Geoffrey had taken his hand away in a hurry. He contemplated her with cold reproof. It did not trouble her. She was giving all her attention to Harry; gay, malicious eyes challenged him to declare himself, mocked him for his modesty, vaunted what she had to give.

"Damme, this is madder and madder yet," Hadley broke in. "Who is your Orlando Furioso that's a champion of dames and too haughty to ride in their carriage; that ties up highwaymen and forgets to tell the constable where he left 'em? Odso, I thought I knew most of the fools in these parts, but there's one bigger than I know."

"Dear Alison—I could never have survived it—but you are so strong—and what a person! My dear, I could not bear to think of him. A rude, low fellow, to be sure," Thus Lady Waverton coherently.

Alison laughed. "I doubt I'm not so delicate," Then she leaned towards

Harry. "Well, and you? Come, Mr. Boyce, why leave yourself out?"

"I beg pardon, ma'am?"

She made an impatient sound. "And what do you think of my hero?"

"I wonder who the gentleman was, ma'am," Harry said.

Her eyes fought a moment more with his bland, meaningless face. "Faith, I think he's a fool for his pains," said she.

"Grateful woman," Hadley grunted. "Humph. Spretae injuria formae, ain't it, Mr. Boyce? Give miss a construe."

Harry gave a deprecating cough instead.

"Oh, be brave, sir," she jeered.

"I am afraid it means 'the insult of slighting your beauty,' ma'am," said

Harry meekly.

Lady Waverton straightened her back and looked ice at him. But the butler was at her elbow, whispering. "Colonel Boyce?" she repeated. "What Colonel Boyce? Who is Colonel Boyce?

"It might be my father," Harry suggested.

"Why, Harry, I never knew you had a father," Waverton sneered amiably.

"Is your father a colonel?" Lady Waverton was torn between incredulity of such presumption and rage at it.

"Not that I know of, my lady.
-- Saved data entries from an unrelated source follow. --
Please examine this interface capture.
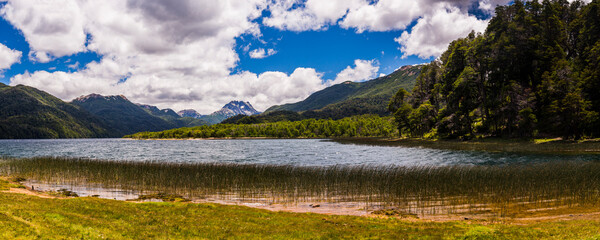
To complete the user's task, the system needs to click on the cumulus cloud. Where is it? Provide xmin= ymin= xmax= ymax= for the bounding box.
xmin=478 ymin=0 xmax=512 ymax=12
xmin=3 ymin=0 xmax=274 ymax=113
xmin=331 ymin=59 xmax=379 ymax=85
xmin=264 ymin=0 xmax=505 ymax=59
xmin=395 ymin=5 xmax=489 ymax=59
xmin=226 ymin=68 xmax=326 ymax=109
xmin=265 ymin=0 xmax=501 ymax=33
xmin=11 ymin=57 xmax=371 ymax=112
xmin=340 ymin=0 xmax=424 ymax=33
xmin=0 ymin=0 xmax=86 ymax=62
xmin=263 ymin=0 xmax=363 ymax=31
xmin=249 ymin=48 xmax=277 ymax=59
xmin=0 ymin=43 xmax=21 ymax=70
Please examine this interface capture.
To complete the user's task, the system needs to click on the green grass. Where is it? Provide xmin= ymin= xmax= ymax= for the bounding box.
xmin=0 ymin=191 xmax=600 ymax=239
xmin=4 ymin=157 xmax=600 ymax=217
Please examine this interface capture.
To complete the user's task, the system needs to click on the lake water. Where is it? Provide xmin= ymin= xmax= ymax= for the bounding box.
xmin=0 ymin=138 xmax=598 ymax=166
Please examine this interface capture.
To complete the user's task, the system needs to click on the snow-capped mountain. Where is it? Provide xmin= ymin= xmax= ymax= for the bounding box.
xmin=197 ymin=101 xmax=261 ymax=124
xmin=177 ymin=109 xmax=203 ymax=118
xmin=213 ymin=101 xmax=260 ymax=117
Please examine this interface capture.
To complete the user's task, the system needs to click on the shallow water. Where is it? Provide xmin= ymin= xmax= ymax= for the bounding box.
xmin=1 ymin=138 xmax=598 ymax=166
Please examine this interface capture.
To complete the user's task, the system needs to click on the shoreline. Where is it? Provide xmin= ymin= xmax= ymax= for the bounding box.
xmin=4 ymin=182 xmax=600 ymax=224
xmin=3 ymin=177 xmax=600 ymax=223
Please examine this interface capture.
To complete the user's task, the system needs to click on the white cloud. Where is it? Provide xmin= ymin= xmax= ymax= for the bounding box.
xmin=0 ymin=43 xmax=21 ymax=70
xmin=340 ymin=0 xmax=424 ymax=33
xmin=478 ymin=0 xmax=511 ymax=12
xmin=263 ymin=0 xmax=363 ymax=31
xmin=4 ymin=0 xmax=273 ymax=113
xmin=249 ymin=48 xmax=277 ymax=59
xmin=395 ymin=5 xmax=488 ymax=59
xmin=226 ymin=68 xmax=326 ymax=109
xmin=263 ymin=0 xmax=505 ymax=59
xmin=68 ymin=62 xmax=80 ymax=69
xmin=0 ymin=0 xmax=86 ymax=61
xmin=331 ymin=59 xmax=379 ymax=85
xmin=264 ymin=0 xmax=497 ymax=33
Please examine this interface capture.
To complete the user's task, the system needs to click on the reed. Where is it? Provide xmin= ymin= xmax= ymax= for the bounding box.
xmin=2 ymin=156 xmax=600 ymax=216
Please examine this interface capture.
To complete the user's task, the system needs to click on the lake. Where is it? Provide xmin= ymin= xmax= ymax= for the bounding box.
xmin=0 ymin=138 xmax=598 ymax=166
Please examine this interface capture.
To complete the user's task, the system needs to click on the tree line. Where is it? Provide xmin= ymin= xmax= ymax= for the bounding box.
xmin=389 ymin=0 xmax=600 ymax=139
xmin=125 ymin=115 xmax=397 ymax=139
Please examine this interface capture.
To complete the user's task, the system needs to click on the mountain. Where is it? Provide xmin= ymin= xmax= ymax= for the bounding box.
xmin=199 ymin=101 xmax=261 ymax=124
xmin=71 ymin=94 xmax=178 ymax=136
xmin=138 ymin=104 xmax=181 ymax=119
xmin=72 ymin=94 xmax=210 ymax=136
xmin=253 ymin=65 xmax=422 ymax=120
xmin=265 ymin=65 xmax=422 ymax=114
xmin=221 ymin=65 xmax=422 ymax=125
xmin=0 ymin=83 xmax=112 ymax=138
xmin=178 ymin=109 xmax=203 ymax=118
xmin=139 ymin=104 xmax=209 ymax=128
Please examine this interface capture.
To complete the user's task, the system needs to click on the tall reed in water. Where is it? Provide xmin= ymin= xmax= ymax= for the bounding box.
xmin=2 ymin=157 xmax=600 ymax=215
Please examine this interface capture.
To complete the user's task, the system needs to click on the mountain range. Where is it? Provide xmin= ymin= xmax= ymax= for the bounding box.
xmin=223 ymin=64 xmax=422 ymax=124
xmin=70 ymin=94 xmax=212 ymax=136
xmin=0 ymin=64 xmax=420 ymax=138
xmin=175 ymin=101 xmax=260 ymax=125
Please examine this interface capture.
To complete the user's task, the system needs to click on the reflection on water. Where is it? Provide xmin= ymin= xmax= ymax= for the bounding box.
xmin=24 ymin=180 xmax=139 ymax=200
xmin=0 ymin=138 xmax=599 ymax=166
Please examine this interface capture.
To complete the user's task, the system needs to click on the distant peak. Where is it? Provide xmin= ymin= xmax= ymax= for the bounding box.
xmin=177 ymin=109 xmax=203 ymax=118
xmin=73 ymin=93 xmax=128 ymax=102
xmin=211 ymin=100 xmax=260 ymax=118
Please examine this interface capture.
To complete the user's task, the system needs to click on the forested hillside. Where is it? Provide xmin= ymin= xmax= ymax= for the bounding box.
xmin=0 ymin=83 xmax=112 ymax=138
xmin=389 ymin=0 xmax=600 ymax=140
xmin=266 ymin=65 xmax=421 ymax=114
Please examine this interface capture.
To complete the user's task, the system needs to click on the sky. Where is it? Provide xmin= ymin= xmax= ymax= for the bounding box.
xmin=0 ymin=0 xmax=512 ymax=113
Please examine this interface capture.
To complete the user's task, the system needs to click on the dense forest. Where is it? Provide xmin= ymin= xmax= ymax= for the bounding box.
xmin=125 ymin=115 xmax=397 ymax=139
xmin=0 ymin=83 xmax=112 ymax=138
xmin=389 ymin=0 xmax=600 ymax=139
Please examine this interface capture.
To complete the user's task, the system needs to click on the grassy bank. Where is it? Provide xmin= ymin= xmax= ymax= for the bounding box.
xmin=1 ymin=188 xmax=600 ymax=239
xmin=3 ymin=157 xmax=600 ymax=217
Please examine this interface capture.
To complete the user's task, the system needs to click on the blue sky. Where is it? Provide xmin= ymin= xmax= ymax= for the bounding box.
xmin=233 ymin=25 xmax=433 ymax=80
xmin=0 ymin=0 xmax=503 ymax=112
xmin=1 ymin=14 xmax=430 ymax=85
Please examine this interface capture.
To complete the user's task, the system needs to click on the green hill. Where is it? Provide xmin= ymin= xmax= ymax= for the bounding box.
xmin=265 ymin=65 xmax=422 ymax=115
xmin=71 ymin=94 xmax=182 ymax=136
xmin=0 ymin=83 xmax=112 ymax=138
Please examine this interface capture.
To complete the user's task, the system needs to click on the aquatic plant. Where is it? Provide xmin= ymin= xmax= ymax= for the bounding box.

But he has always surprised me."

"Shall we have him in, Geoffrey?" said Lady Waverton.

"My dear mother!" Geoffrey waved his hand to the butler. "Ask the gentleman to be so good as to join us."

Mr. Hadley turned in his chair, and over the remnants of the fowl and the calf's head directed a grim smile at Harry. "Thank you for a very pleasant dinner," said he.